What "rights-aware ingestion" actually means
Executive Briefing 03 · 3 pages · Updated March 2026
Definition
"Rights-aware ingestion" means that every piece of content entering your AI training pipeline has its rights status documented, verified, and respected before ingestion. It is not a policy statement — it is an engineering requirement with six measurable audit areas.
The six audit areas
- Source identification: Every training item has a documented source with rights-holder attribution.
- Licence verification: The legal basis for ingestion is documented — owned, licensed, public domain, or statutory exception.
- TDM opt-out checking: Machine-readable opt-out signals are checked before ingestion. Content carrying opt-outs is excluded unless separately licensed.
- CDR registration: Ingested content is cross-referenced with the CIP Rights Registry for active Core Data Records.
- Consent expiry monitoring: Time-limited consents are tracked. Content is removed from active training when consent expires.

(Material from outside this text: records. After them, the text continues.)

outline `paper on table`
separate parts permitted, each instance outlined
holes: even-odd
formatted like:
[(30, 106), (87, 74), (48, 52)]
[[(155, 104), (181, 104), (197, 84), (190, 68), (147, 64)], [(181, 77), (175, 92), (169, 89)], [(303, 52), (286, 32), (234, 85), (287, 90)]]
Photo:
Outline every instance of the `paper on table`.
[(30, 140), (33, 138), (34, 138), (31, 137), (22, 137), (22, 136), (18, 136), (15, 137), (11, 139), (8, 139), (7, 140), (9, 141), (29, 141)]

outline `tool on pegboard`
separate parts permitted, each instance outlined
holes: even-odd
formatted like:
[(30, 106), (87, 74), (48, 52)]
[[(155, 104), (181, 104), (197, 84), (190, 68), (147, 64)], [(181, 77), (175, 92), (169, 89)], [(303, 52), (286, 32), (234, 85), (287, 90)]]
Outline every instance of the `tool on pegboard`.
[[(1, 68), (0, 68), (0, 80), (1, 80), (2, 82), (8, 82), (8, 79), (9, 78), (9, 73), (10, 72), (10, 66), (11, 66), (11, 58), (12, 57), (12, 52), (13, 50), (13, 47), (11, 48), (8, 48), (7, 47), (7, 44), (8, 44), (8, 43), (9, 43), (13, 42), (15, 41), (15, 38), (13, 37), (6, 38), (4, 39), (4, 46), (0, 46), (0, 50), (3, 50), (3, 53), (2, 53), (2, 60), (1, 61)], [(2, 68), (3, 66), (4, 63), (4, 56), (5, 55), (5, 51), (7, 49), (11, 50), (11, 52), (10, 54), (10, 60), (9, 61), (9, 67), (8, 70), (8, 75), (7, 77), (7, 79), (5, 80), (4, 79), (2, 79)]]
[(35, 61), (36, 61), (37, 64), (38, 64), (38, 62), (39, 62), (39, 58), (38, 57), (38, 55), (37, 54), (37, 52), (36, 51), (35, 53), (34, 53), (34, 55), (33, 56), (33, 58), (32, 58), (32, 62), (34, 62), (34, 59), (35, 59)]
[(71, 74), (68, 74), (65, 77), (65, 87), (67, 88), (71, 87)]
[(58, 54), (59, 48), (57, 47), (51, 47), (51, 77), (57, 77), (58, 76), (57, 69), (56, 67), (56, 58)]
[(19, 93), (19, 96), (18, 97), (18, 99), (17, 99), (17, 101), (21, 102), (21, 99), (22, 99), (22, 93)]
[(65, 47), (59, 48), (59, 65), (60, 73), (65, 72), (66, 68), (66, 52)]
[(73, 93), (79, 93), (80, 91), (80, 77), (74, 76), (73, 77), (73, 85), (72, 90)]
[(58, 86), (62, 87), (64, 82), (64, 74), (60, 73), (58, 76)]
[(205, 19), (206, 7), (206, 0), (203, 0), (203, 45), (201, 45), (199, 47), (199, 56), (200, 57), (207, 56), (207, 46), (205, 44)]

- Audit trail: All ingestion decisions are logged with timestamps, decision rationale, and responsible person.
The 95% threshold
CIP Platform Certification Level 2 requires that 95% of your training corpus has documented rights coverage — meaning a CDR record, a valid licence, or a verified public-domain determination. The remaining 5% must have an active remediation plan with named deadlines.
This is not aspirational. Platforms that cannot demonstrate 95% coverage cannot certify at Level 2. The threshold reflects the operational reality that legacy content may take time to audit, but the vast majority of a responsible operator's corpus should be documented.